Teaching staff do a lot more than teach, and a big part of the activity additional to teaching is listening to other peoples’ problems and perhaps helping to sort them out.
That doesn’t come without fallout, the person attempting to help is obviously involved and is therefore in line for some of the psychological negatives, which are often born silently.
It is called Secondary Traumatic Stress (what happens to you when you see or hear about someone else’s trauma). It is a significant problem within schools with 39% of education staff frequently affected by the trauma of others, while a further 38% experiencing it sometimes.
Educators are becoming social workers as they are having to support more and more students with trauma.

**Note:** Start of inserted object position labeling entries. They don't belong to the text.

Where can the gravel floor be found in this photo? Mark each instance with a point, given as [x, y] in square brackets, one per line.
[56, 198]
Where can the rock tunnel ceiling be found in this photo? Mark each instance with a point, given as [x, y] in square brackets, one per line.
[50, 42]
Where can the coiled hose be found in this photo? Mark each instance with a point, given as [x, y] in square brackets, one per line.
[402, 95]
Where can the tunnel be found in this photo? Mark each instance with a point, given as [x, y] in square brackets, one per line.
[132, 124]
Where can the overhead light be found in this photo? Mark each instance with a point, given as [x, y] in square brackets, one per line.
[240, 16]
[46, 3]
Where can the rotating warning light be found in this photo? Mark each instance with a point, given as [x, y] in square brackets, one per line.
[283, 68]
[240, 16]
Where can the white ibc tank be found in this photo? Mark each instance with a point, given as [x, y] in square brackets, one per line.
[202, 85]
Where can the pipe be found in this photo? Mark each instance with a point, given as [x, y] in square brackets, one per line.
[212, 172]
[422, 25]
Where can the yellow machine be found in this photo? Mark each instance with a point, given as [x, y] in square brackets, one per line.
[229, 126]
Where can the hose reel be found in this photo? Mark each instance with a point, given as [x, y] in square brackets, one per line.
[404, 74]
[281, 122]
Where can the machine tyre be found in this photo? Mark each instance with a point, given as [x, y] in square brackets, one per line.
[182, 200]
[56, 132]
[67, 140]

Because they cannot find services to help students (often due to a lack of funding and resources); 16% of educators said they are often or very often depressed and 51% said they experience some degree of depression due to the silent cost educators are dealing with.
Dr Adam Fraser and Deakin University have completed Australia’s first study exploring the impact of second-hand trauma on staff in schools. Almost 2300 school staff participated in the study and 1068 people documented comments of second-hand trauma. Moreover, 107 educators shared their experiences in a detailed interview with researcher, Dr John Molineux from Deakin University.
The study shows Secondary Traumatic Stress and Burnout are the biggest predictors of rumination about work at home, mental health risk and likelihood of leaving the role.
● 61.6% feel worn out due to work often or very often.
● 5.6 out of 10 educators scored in the moderate to very high Mental health risk category (vs 3.6 out of 10 in Australian adults).
● Almost 65% of staff in schools said they were preoccupied about one or more students that they help.
● 45% of staff said they sometimes or often feel as though they are experiencing the trauma of students they have helped.
For educators, the impact of secondary trauma from the students they teach has a more devastating impact on them than their own individual trauma.
Younger educators (up to 29 years of age) are most affected showing worse results than older educators (60 years of age and over) in:
● Burnout 8% worse
● Ability to cope with trauma 7% worse
● Mental health risk 20% higher risk
● Likely turnover 11% higher risk.
There were two other main trends identified. In almost all measures in this study:
1 Rural and remote schools scored higher or worse than regional and metro schools.
2 Staff within Special Education and in particular Special Education units within mainstream schools scored higher or worse than Mainstream schools.
Many educators said a significant source of stress is that they cannot access services to get help for students living in abusive or neglectful environments. This leaves them with no other choice than having to send students back into unsafe home environments.